Friday, November 14, 2008

Men's Retreat Teaching (Part 2)

Later that evening on the men's retreat I taught on Numbers 11. The Israelites complain that they don't have meat to eat and say they are tired of the manna. They also claim that they were better off in Egypt.

So God declares that he will give them quail, so much so that it comes out of their nostrils. He gives them more quail than they know what to do with. It ends by God sending a plague on those who had craved meat. They name the place this happened Kibroth Haatavah, which literally means Graves of craving. Their cravings led to the grave.

Often times, when we follow our desires, our cravings, our lusts (lust isn't just about sex) we find death awaits us. It may not be a literal death, but it could be the death of a relationship, the death of our integrity, the death of our identity, the death of a family.

The progression in Numbers 11 goes like this. Their Cravings lead to complaining, complaining leads to self-pity, self-pity leads to trivializing God's blessings, trivializing God's blessings leads to rejection of God's blesssings, which leads to death.

The Israelites voice their complaint about the manna, which means they trivialize this provision from God. The also claim they were better off in Egypt which is a slap in God's face since they were slaves in Egypt. When they trivialize God's blessing of Manna and God's redemption of them from slavery, they trivialize God.

So, there are two applications. First, what do you do with your cravings? Do you simply give into them? That leads to disaster. Do you repress them? That can lead to disaster as well. The right answer is to submit them to God and allow God to direct them to the right places in your life.

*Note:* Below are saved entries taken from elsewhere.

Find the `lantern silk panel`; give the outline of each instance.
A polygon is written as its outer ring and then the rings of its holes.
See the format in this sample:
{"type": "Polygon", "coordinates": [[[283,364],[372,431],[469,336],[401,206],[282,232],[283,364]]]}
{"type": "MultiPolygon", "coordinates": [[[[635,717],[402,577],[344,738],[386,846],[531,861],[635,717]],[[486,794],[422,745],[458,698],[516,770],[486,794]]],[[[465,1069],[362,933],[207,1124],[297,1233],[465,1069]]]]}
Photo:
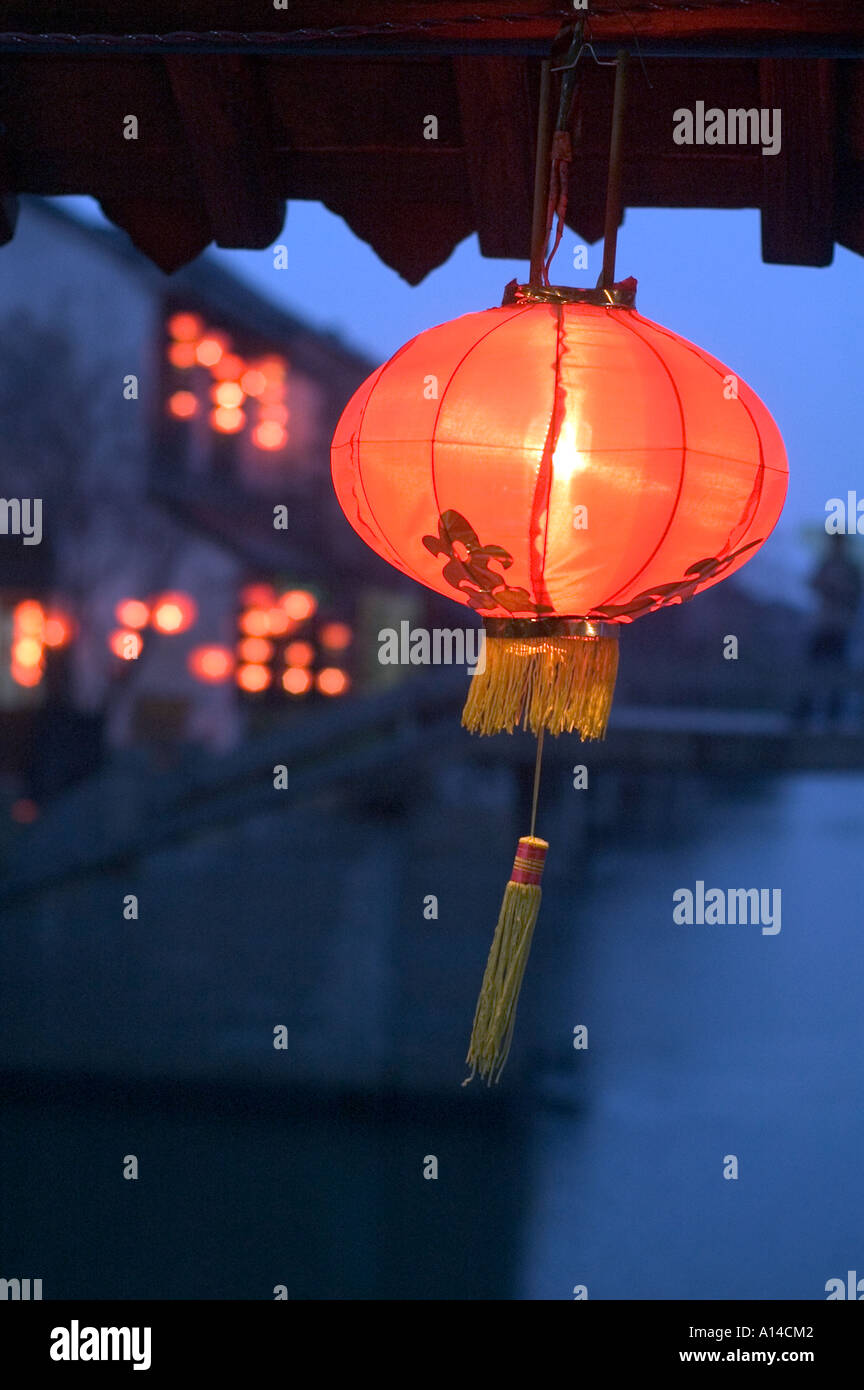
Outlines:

The second application is to ask ourselves how we have trivialized God's blessings in our lives. Namely, the relationships that matter most to us. Whether it is our spouse, our children, our friends our co-workers, how have you trivialized the blessing they are in your life. Another way to think of this is to ask this question: how do you treat the people that matter most to you? Do you speak words of truth and blessing and good, or do trivialize them and take it for granted that they are a part of your life. We should bless the blessings God has given us. The best way to avoid trivializing God's blessings is to be thankful for them and treat them for what they are...blessings.